As technology advances, the scientific fields will be facing a “data avalanche” that the Internet will have a large role in dealing with, Jim Gray said in a recent on-campus presentation in front of a mix of graduate students and faculty.
“The Internet’s going to be flooded with scientific data,” said Gray, manager of Microsoft’s eScience Group. “How’s it going to work? What language will it be in?”
During the presentation, which is part of the PERNET Computer Science Graduate Seminar Series, Gray said the scientific community has produced almost a terabyte worth of scientific data this year, and it will soon approach a petabyte. These are huge amounts of data. In comparison, an 80-gigabyte Apple iPod can hold about 20,000 songs. If the iPod had a terabyte or petabyte capacity, it would be able to hold about 250,000 or 250 million songs respectively.
The newest branch of computation science will be one that Gray called X-info – X stands for a specific science, like "bio-info" for biology – which involves building the right software and algorithms for computers to effectively analyze and share increasingly larger amounts of data using the Internet.
Professor Dragutin Petkovic, chair of the computer science department at SF State, said he agreed with Gray’s ideas.
“He addresses a very important topic,” Petkovic said. “We collaborate with him on several projects that deal with X-info … and we train students in those projects.”
The skills Gray said he thought students should have when they’re finished with school seemed to catch the room by surprise.
“I got my Ph.D. in a year and a half, and it was the biggest mistake of my life,” he said with a grin. “Learn your core computer science stuff, but take philosophy. A lot of stuff companies will pay you to learn, but while you’re here you have to learn how to get along with people and how to play as a team.”
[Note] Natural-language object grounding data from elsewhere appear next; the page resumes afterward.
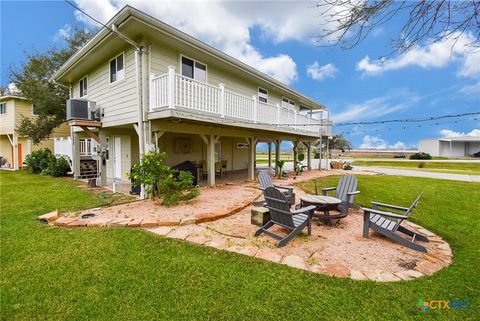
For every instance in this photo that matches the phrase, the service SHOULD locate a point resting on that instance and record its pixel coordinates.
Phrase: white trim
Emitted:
(290, 106)
(258, 94)
(88, 82)
(194, 61)
(124, 68)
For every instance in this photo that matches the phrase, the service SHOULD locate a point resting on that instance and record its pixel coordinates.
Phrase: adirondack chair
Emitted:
(282, 215)
(388, 224)
(345, 191)
(266, 181)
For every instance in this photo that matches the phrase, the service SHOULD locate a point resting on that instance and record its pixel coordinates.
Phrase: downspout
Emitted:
(141, 142)
(139, 50)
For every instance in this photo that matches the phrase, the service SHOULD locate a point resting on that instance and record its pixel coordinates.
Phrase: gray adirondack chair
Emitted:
(388, 224)
(282, 215)
(345, 191)
(266, 181)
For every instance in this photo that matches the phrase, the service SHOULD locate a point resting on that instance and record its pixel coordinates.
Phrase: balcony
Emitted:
(171, 91)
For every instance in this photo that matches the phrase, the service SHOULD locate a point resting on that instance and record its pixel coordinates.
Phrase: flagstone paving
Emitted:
(338, 250)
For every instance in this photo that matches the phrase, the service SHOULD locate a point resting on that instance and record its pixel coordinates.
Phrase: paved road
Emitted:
(400, 172)
(406, 172)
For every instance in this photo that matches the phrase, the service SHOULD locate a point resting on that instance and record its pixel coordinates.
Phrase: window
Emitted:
(35, 111)
(262, 95)
(194, 69)
(287, 103)
(117, 70)
(83, 87)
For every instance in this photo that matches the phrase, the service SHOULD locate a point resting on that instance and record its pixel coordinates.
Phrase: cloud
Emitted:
(375, 142)
(448, 133)
(317, 72)
(471, 90)
(434, 55)
(12, 89)
(227, 25)
(377, 107)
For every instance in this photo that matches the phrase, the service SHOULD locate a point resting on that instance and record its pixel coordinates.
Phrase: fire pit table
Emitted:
(324, 205)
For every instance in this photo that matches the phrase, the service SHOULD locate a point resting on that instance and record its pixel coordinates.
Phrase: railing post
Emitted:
(152, 91)
(171, 88)
(278, 113)
(221, 100)
(295, 117)
(255, 108)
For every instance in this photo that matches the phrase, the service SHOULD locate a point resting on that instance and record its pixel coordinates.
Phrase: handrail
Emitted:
(172, 90)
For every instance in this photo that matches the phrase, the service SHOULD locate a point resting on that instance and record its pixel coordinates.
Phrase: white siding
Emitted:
(118, 100)
(163, 56)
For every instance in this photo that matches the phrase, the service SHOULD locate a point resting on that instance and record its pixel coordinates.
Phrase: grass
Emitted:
(51, 273)
(444, 167)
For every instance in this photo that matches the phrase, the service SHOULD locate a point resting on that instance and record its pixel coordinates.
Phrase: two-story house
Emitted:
(157, 88)
(14, 148)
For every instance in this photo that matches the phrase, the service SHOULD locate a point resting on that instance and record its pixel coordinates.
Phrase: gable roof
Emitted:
(128, 11)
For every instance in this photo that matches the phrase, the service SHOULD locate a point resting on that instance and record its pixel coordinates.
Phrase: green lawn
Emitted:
(443, 167)
(50, 273)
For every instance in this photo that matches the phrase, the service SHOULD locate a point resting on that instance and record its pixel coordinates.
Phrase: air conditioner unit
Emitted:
(82, 109)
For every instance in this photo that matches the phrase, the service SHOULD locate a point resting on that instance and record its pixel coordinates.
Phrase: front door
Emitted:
(117, 159)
Gray said almost every field is bringing in an X-info department to help organize data. A good X-info team takes three kinds of computer scientists: those who are good with computer-human interface, those good with building the system (or “plumbers”), and those who are good at mining the large amounts of data and making it usable.
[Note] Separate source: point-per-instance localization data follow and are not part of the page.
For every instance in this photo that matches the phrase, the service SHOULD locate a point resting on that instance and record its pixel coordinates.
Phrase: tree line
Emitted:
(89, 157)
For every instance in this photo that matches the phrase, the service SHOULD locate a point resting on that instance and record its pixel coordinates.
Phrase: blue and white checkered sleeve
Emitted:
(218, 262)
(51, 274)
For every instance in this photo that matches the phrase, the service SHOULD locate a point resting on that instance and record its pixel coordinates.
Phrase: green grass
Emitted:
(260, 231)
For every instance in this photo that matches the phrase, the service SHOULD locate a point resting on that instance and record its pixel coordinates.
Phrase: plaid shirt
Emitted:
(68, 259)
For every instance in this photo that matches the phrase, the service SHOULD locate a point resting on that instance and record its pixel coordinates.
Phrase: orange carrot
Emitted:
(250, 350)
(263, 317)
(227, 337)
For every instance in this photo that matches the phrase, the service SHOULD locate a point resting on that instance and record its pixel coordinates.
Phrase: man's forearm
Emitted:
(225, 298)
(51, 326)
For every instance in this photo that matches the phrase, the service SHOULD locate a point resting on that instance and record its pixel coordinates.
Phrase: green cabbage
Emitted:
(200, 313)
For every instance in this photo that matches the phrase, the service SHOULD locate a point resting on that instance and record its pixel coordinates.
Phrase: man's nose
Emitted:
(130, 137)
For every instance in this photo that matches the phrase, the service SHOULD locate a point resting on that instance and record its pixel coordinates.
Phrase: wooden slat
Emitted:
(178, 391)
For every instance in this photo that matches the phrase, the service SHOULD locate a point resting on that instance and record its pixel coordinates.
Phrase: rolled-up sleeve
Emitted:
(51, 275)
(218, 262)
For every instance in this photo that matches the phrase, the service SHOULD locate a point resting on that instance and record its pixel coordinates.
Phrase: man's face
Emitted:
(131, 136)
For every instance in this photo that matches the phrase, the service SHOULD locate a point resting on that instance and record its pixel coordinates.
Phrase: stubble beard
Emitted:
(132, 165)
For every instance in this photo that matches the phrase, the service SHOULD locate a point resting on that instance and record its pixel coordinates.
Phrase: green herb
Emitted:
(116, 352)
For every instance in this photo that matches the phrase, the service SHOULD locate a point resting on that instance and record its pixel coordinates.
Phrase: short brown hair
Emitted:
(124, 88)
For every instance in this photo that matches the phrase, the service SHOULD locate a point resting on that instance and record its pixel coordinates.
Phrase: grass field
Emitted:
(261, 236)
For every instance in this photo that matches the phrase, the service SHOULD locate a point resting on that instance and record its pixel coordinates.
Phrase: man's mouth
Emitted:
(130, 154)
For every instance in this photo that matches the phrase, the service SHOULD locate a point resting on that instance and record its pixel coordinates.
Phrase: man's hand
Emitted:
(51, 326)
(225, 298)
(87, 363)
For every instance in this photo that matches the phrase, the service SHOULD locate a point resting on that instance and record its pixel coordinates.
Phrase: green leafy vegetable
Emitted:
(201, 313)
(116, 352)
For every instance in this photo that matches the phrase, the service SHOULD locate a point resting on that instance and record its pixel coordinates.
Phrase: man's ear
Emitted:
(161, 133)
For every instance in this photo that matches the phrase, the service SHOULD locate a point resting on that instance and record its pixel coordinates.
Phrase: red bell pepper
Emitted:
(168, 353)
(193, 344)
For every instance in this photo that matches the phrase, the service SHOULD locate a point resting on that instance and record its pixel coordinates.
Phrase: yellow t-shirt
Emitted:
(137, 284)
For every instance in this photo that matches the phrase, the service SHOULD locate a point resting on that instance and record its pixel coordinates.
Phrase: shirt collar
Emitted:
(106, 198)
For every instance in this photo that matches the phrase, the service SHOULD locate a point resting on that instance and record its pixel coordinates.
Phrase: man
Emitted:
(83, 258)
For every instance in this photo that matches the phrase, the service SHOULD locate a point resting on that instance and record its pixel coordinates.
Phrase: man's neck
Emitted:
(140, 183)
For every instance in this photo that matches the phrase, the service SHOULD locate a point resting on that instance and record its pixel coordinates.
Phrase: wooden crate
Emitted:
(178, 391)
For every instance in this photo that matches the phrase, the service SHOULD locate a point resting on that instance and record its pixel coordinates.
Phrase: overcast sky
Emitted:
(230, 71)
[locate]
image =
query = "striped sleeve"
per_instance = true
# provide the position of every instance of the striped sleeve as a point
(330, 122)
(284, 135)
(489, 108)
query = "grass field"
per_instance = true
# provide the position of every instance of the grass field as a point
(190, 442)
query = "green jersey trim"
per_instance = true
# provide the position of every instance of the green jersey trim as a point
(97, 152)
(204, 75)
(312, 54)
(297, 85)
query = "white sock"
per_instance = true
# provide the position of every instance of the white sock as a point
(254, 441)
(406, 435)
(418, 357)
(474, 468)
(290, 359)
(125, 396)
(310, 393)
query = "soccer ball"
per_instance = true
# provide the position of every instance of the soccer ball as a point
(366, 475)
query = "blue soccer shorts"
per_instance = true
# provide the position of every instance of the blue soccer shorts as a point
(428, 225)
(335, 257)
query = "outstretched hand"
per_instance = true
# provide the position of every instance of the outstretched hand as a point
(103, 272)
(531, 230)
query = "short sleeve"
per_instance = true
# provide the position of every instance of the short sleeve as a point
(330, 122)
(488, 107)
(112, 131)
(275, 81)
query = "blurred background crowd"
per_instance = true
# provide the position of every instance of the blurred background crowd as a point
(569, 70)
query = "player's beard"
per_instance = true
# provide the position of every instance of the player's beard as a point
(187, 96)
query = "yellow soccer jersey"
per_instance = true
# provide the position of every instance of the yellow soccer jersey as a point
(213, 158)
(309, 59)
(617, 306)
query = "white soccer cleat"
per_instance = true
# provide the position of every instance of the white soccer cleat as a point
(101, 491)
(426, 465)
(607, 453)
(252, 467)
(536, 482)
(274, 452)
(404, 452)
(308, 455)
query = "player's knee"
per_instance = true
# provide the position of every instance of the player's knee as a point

“And then you need a bullshitter like me to get those three groups together,” he said with a laugh.
One problem with computers today, Gray said, was that they are good at finding needles in haystacks, but lousy at finding haystacks. That means computers have problems with sorting through large amounts of data and finding patterns.
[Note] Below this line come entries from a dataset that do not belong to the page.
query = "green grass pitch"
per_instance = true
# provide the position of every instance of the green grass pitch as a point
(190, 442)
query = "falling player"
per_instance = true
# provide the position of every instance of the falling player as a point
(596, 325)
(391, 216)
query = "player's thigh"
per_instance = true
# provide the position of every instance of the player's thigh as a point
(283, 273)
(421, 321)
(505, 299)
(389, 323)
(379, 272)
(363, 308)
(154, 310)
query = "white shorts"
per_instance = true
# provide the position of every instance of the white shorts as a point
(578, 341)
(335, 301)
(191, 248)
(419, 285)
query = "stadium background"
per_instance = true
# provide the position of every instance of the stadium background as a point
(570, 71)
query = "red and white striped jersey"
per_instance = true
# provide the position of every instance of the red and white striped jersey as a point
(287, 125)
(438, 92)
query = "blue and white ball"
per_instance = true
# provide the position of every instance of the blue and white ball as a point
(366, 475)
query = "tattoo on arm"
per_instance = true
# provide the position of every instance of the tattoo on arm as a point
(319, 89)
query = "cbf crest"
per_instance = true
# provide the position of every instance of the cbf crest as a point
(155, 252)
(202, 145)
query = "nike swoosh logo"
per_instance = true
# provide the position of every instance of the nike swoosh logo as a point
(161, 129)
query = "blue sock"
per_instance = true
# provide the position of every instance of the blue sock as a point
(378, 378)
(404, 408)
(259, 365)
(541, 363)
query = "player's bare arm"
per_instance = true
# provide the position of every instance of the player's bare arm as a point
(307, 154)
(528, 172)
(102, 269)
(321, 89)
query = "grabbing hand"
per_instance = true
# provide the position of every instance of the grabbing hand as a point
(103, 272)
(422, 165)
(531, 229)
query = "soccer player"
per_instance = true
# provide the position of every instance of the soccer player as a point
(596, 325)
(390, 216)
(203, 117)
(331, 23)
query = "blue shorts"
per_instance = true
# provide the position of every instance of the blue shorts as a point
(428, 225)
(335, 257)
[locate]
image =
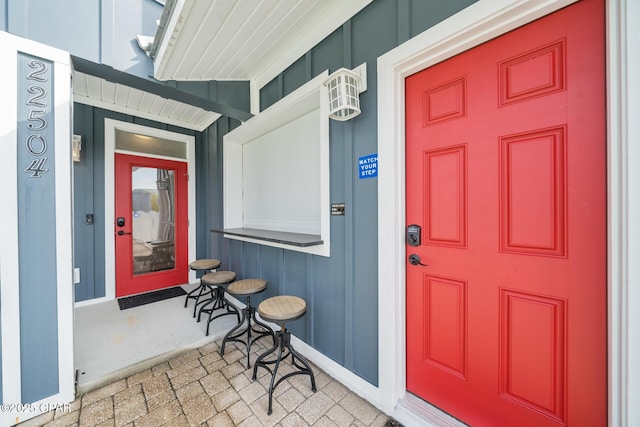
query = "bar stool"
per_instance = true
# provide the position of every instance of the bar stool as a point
(246, 288)
(201, 266)
(282, 309)
(216, 281)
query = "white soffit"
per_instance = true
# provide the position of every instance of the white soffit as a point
(244, 39)
(97, 92)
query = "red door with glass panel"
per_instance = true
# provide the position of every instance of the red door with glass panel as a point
(506, 177)
(151, 224)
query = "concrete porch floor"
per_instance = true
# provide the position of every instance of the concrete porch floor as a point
(152, 365)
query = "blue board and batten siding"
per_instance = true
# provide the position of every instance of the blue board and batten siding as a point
(341, 291)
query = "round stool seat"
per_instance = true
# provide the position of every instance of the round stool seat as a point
(247, 286)
(218, 277)
(204, 264)
(282, 308)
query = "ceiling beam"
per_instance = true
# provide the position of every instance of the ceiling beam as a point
(115, 76)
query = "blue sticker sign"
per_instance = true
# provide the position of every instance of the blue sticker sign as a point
(368, 166)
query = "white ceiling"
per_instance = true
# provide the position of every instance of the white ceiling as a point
(243, 39)
(95, 91)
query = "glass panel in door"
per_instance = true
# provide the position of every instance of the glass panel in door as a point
(153, 219)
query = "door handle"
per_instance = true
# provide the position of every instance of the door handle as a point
(415, 260)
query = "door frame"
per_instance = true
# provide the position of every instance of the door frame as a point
(110, 127)
(474, 25)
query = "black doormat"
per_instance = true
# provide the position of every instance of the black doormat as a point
(148, 298)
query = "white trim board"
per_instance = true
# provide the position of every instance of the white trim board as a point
(474, 25)
(11, 385)
(110, 127)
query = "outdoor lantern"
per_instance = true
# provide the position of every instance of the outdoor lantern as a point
(76, 147)
(344, 89)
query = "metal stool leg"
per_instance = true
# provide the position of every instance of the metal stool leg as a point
(248, 313)
(284, 342)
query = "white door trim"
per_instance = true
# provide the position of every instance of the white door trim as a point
(472, 26)
(110, 127)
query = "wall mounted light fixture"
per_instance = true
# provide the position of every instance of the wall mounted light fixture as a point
(344, 87)
(76, 147)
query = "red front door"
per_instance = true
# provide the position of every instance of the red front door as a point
(506, 326)
(151, 224)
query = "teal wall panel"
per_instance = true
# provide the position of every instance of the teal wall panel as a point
(89, 239)
(341, 291)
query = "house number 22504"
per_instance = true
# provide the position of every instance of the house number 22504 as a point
(37, 103)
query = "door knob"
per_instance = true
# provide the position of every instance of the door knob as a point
(415, 260)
Another problem Gray mentioned was a lack of standard representation.
“How can I represent a galaxy on a computer? Or an ant?” he asked. “If it’s between you and me, we can talk, but how do I get a computer to communicate to another computer what I mean?”
The network infrastructure for the burgeoning amount of data needs to be built, Gray said, and one example of a step forward is the World-Wide Telescope project, also known as the Virtual Observatory.
As technology advances in the astrophysical community, the amount of raw data essentially doubles each year. The Virtual Observatory project – a collaboration between the astrophysical community, Microsoft, NASA and others – connects various worldwide telescopes’ data on the Internet. Professionals, hobbyists, and kids can use the Sloan Digital Sky Survey (http://cas.sdss.org/dr5/en/) to find out about millions of points in the universe.
Astronomy data is perfect for this type of project, Gray said, because there’s no commercial value to it, most of it is public, it’s going to constantly increase, and it’s a “nerd’s dream.”
Even with technology moving at warp speed, Gray said he thinks people should be able to slow down their lives.
“I’m a bit of a lunatic, but I believe that if you live until 2050, you’ll live forever. Medicine will be so advanced that it won’t let you die,” he said. “Go and wander for a year in Europe because you’re going to live forever, so pace yourself.”